Il n’est pas contesté que Madame [F] a voté contre certaines résolutions de l’ordre du jour. Cette position lui donne la qualité d’opposante au sens de l’article 42 précité, rendant recevable une « contestation » de sa part « des décisions de l’assemblée générale ». Il n’appartient pas au juge de la mise en état de circonscrire la portée de sa « contestation » qu’aucune disposition légale ne réduit aux résolutions n’ayant pas recueilli son adhésion exprimée ; il peut se concevoir que l’intérêt à agir, par nécessité ou indivisibilité, s’étende à des résolutions qu’elle aurait approuvées. L’exigence d’un grief et l’appréciation de ses moyens pour fonder une annulation exigent l’analyse des prérogatives respectives du syndicat et des copropriétaires et donc du fond du droit. La fin de non-recevoir sera en conséquence rejetée.

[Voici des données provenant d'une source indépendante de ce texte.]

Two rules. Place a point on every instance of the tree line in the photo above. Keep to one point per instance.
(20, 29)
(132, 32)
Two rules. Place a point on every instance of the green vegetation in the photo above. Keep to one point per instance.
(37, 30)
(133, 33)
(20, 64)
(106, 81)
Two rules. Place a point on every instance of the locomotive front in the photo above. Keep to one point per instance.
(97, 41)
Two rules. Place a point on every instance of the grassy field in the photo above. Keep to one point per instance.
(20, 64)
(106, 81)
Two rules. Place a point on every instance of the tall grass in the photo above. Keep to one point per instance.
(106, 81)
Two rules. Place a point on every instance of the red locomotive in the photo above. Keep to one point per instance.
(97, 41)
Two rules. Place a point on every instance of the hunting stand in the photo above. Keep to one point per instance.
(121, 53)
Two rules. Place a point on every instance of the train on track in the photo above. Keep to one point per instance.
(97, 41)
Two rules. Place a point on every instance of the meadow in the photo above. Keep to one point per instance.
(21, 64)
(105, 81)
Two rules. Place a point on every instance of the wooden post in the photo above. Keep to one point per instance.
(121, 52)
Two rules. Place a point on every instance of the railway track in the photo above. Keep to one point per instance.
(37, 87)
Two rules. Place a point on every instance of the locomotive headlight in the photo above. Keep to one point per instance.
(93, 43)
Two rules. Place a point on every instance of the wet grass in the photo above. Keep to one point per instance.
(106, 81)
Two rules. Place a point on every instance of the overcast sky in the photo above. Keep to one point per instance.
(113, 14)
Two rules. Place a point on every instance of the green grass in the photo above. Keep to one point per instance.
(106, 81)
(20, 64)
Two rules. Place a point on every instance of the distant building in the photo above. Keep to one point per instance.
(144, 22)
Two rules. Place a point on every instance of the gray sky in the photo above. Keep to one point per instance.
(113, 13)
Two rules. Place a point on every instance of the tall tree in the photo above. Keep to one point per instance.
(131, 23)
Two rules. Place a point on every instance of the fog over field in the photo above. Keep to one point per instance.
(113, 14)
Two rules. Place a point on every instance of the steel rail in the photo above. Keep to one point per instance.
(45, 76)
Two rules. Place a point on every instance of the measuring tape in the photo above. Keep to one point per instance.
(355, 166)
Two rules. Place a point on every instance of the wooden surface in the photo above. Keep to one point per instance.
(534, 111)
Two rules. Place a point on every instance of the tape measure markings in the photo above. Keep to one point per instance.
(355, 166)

Les dépens seront réservés, ainsi que les dépenses prévues par l’article 10-1 de la loi du 10 juillet 1965, dès lors que l’instance se poursuit s’agissant des demandes de Madame [F].
Le SYNDICAT DES COPROPRIETAIRES, qui succombe à l’incident, sera condamné à payer à Madame [F] la somme de 1000€ au titre de l’article 700 du code de procédure civile.
PAR CES MOTIFS
NOUS, juge de la mise en état, par ordonnance contradictoire, rendue publiquement et en premier ressort :
CONSTATONS le désistement d’instance de Monsieur [D] [M] et en conséquence l’extinction de l’instance le concernant,
REJETONS l’exception d’irrecevabilité de la demande d’annulation de l’intégralité de l’assemblée générale de Madame [G] [A] veuve [F],
CONDAMNONS le SYNDICAT DES COPROPRIETAIRES de l’immeuble sis [Adresse 2] à payer à Madame [F] la somme de 1000 € en application de l’article 700 du code de procédure civile,
RESERVONS les dépens,
RENVOYONS l’affaire à l’audience de mise en état du 29 avril 2024 en vue des conclusions en réponse éventuelles de Madame [F] notifiées au plus tard le 24 avril 2024 ;
DISONS que les messages et conclusions notifiés par RPVA devront l’être au plus tard le 24 avril 2024 à minuit et ce à peine de rejet.